I asked him a question about the conversations that he had with his successor Jimmy Rogers and if those conversations involved with how to deal with things outside of football, like dealing with the media. He told me that he never wanted to feel like a lecturer and they had talked about simple questions, but one of the things they talked about in their last conversation they had before Rogers took over was that he better not keep his office in the same shape that Stiegelmeier did.

That made me think of the first time I met Stiegelmeier. I was a junior in college at SDSU in 2016 and at the time all I had done with The Collegian, the school’s newspaper, is cover men’s basketball and volleyball. My junior year I started as the sports editor at The Collegian and since we didn’t have many sports reporters right away, I had to write the football preview stories and game stories for the first couple weeks.

So, I sent football sports information director Jason Hove an email about meeting with Stiegelmeier and he gave me a certain time to go Stiegelmeier’s office. I didn’t think that was that odd since I had gone to T.J. Otzelberger and other coach’s office’s before, but when I got there was when it felt different than any other coach I had talked to.

I walked into his office and we sat there for about 10 minutes before I asked him any question about football. He asked me where I was from, what year I was in college, if I liked my major and all sorts of stuff before we talked football. After that, he treated me how he would any other reporter, regardless of age, and that made me feel like a legit reporter.

After those first couple weeks I had found someone to write preview and game stories for The Collegian and focused on trying to get some experience on the radio the next few years.

Fast forward to the summer of 2019 and I get hired as a sports reporter at the Register. I took the job because I would be able to continue to cover SDSU sports and the first one on the docket was Jackrabbit football. I went to a fall practice in August and Stiegelmeier came up to me and he remembered who I was and asked the same sort of questions that he had asked me three years prior.

Every practice I went to after that he would come up to me right after I got there, would ask me how I was doing and who I wanted to talk to that day. When I would text him about something, he would get right back to me and when he answered the phone it always began with, “Andrew, how are you?”

He also read my work, which I found out the hard way when he texted me the day an article came out and told me that if I was going to quote him he’d appreciate if I used correct grammar. I don’t think he was doing it as a complaint, but more to help out the both of us, and I appreciated that.

That’s just how he was. Always legitimately cared about how people were doing and that’s what came first, then football.

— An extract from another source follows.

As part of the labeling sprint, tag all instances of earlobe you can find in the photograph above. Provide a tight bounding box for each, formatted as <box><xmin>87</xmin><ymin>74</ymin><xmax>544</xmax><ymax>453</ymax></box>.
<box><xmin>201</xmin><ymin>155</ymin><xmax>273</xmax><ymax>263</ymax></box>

Nobody knows that more than his former boss Justin Sell, who has been the athletic director at SDSU since 2009. Sell tried to put into words what Stiegelmeier meant to him last week.

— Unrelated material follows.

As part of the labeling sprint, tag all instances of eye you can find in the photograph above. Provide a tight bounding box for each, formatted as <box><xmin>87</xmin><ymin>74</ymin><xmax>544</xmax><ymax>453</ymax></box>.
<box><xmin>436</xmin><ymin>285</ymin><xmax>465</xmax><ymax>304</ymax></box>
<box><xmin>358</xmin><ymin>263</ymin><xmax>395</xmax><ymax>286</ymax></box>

“There’s just things about Stig when you work with them every day,” Sell said. “The people on the outside may get to see a little bit of, but when you live with him, he’s just a magical guy. He welcomed me in. He gave me the grace and wisdom to learn. He wasn’t the demanding football coach, which is hard to find. He frankly was probably our best teammate in the whole athletic department. And guess what? That helps kind of set, if you want a family feel, now others believe in it.

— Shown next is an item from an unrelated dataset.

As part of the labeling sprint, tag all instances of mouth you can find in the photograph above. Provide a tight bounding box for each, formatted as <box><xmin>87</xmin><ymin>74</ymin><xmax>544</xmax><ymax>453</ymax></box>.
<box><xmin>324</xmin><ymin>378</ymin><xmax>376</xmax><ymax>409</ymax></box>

“To have him come in and have confidence, work with me, support me and he helped me figure out what is South Dakota State. He gave me the passion for it. He gave me the ability to see why we’re so special and different. … You know, there’s a lot of scrambling and a lot of drinking through the firehose and trying to manage so many things and to not have that as a worry, and to turn that into how we work together to make this thing great. Over the years our relationship obviously has developed. He’s a family member to me and always will be. I just love him, and he was a big reason why I was able to get off to a great start here.”

In my past nine years of following SDSU football, whether it was as a student or working in the media, I had my doubts as to whether the Jackrabbits would ever hoist the National Championship trophy. Seeing Stiegelmeier finally hold that trophy after the Jacks beat North Dakota State, it was a special moment, and I’m sure a lot of Jackrabbit fans, if not all of them, felt that way.

It makes it even more special that it was his final game as SDSU head coach because he went out on top, and he deserves that. He said a few times before that game that should the Jacks win the title, he would only allow himself to think about himself for 10 seconds and then it would be all about the players. That didn’t shock me at all because of the person he is.

He always put the players first. When the team would lose, he would take the blame. When the team would win, he would immediately credit the players first. He did the same thing with his coaching staff.

So, now that he’s officially done being the head of the Jackrabbit football family, what is he going to do? It took him awhile to figure it out, but he reverted back to spending time with others and putting them first.

“I like gardening,” he said after a long pause. “I hope to tutor in mathematics, in maybe an elementary school as a volunteer. This has been alluded to, my wife and I, Laurie, have been married for 43 years and we’ve been married to football, and each other, and football has made more decisions than we’ve made, which has been a blessing. So, when Laurie says, let’s do this, we’re going to do it. Maybe that’s to go out to the northeast and look at the leaves, which is one of her bucket list deals. It may be to drive see our grandkids, it may be to see my nephew in Montana and his ranch. Things that we have not been able to do. … You guys can call me. I have no friends, so call me anytime.”

As Stiegelmeier hands over the job to Rogers, I hope to have the same relationship with him as I had with Stig. I also hope that Rogers gives me the same access to the team that Stiegelmeier gave me, because not many beat writers get to come to practice whenever they want and talk to whomever they want.

I hope last week wasn’t the last time I get talk to Stiegelmeier because it was always a joy. But I hope that Stig enjoys his life away from football, because it’s all he’s known for the past 35 years.